I think that struggle motivates us. If we had no struggle, we’d end up doing next to nothing. Why would we have to? I mean, with no pain, we’d have no boredom, so we wouldn’t have to find things to interest us. I think we’d end up as @mattbrowne said: as very large lumps of organic matter. Our brains would atrophy, since we wouldn’t need them to survive. We wouldn’t need muscles or anything else. We’d probably end up as lumps of protoplasm. We’d have no children, and little of anything else.

I think without things to struggle against (such as pain), we would have little or no advancement. There would be no point in it. There would be no point in thinking. I think it is struggle and death that push us to fight pain and death, and that is what makes us cleverer and cleverer about ways to reduce pain and push off death.

We may not like pain, but that is exactly why we need it. I’d hesitate to say we need death, because I don’t like the idea of dying. However, I think that the possibility of fending off death does motivate us. Death needs to exist, but it doesn’t have to happen to everyone in order for it to motivate us. All we need is the possibility of death if we are not careful enough, or we don’t constantly seek to improve our chances of avoiding death.
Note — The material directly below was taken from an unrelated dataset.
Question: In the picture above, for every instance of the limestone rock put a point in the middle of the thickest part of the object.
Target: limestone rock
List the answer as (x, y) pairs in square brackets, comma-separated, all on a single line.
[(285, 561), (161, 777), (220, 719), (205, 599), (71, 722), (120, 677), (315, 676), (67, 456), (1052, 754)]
Are you thinking of suggesting the existence of such a world? I have to think that if such a world existed from the beginning of time, there would be no biological matter at all. Nothing would ever need to fight to stay alive, so it never would change. The first form of life, whatever it was, would be the only form ever to exist. I’m not even sure we would recognize it as life. There would be no need for change. The universe would be static and consciousness would never develop. Without consciousness, nothing could be said to “exist,” because there would be no entity capable of becoming aware of existence. The universe would become irrelevant. Poof!

nebule's avatar

I think you’ve both hit the nail on the proverbial head..thank you! xxx

Simone_De_Beauvoir's avatar

I thought plenty of people would drop religion

ShanEnri's avatar

Utopia, Zen, Nirvana…these are the things that come to mind. As far as implications I can’t really think of any right now!

Aliza's avatar

To me, the pleasure without pain is a big deal…having contrasts allow for things to be seen/felt more clearly…I don’t know, but I think numbness would eventually set in.

Apart from that, I saw a tv show or movie where people could not not die and it showed people who had been in a car accident, burned, disfigured, cut in half, but still alive. While you mention that there would be no pain, it seems as if it would be a pretty miserable existence for those who would experience such accidents and given a long enought period of time, it would be nearly inevitable for all of us to suffer such a fate.

erniefernandez's avatar

No pain? If that means any kind of unsatisfactory states/suffering, then who cares? Game over! Check mate! We all win! WooHoo!!

YARNLADY's avatar

You goota wonder how “procreation” would occur without any pain?

lloydbird's avatar

@YARNLADY Very slim babies?

nebule's avatar

@YARNLADY like it…like it ..A LOT! x

wildpotato's avatar

@shrubbery Nice list! Don’t forget Griffin, Hartshorne, Whitehead, Sherburne, Pike, Whitney, Davis, Levinas, Kierkegaard, and Arendt.

derekpaperscissors's avatar

I’d imagine something in the lines of the last few scenes of Red Son. Read it so I won’t have to spoil it.:P

Nially_Bob's avatar

Worldwide apathy

Trillian's avatar

I think of Robert Heinlein’s Sailing to Byzantium. And ZARDOZ. And David Bowie singing; “Well ya walk past the cafe, but you don’t eat when you’ve lived too long. Oh oo oo oh, you’re a rock-n-roll suicide.”


One implication is that we wouldn’t know what real happiness or pleasure would be like, because without experiencing any pain or suffering, or even death, we would eventually get bored with life and want a diversion. Lol.

YARNLADY's avatar

@MRSHINYSHOES It would end up being a Darwinian fulfillment of survival of the fittest, meaning those that can find happiness, excitement and anticipation in eternity will survive, and those without the inner resources necessary wouldn’t.

talljasperman's avatar

Lots of sleeping in sunshine. Also overcrowding.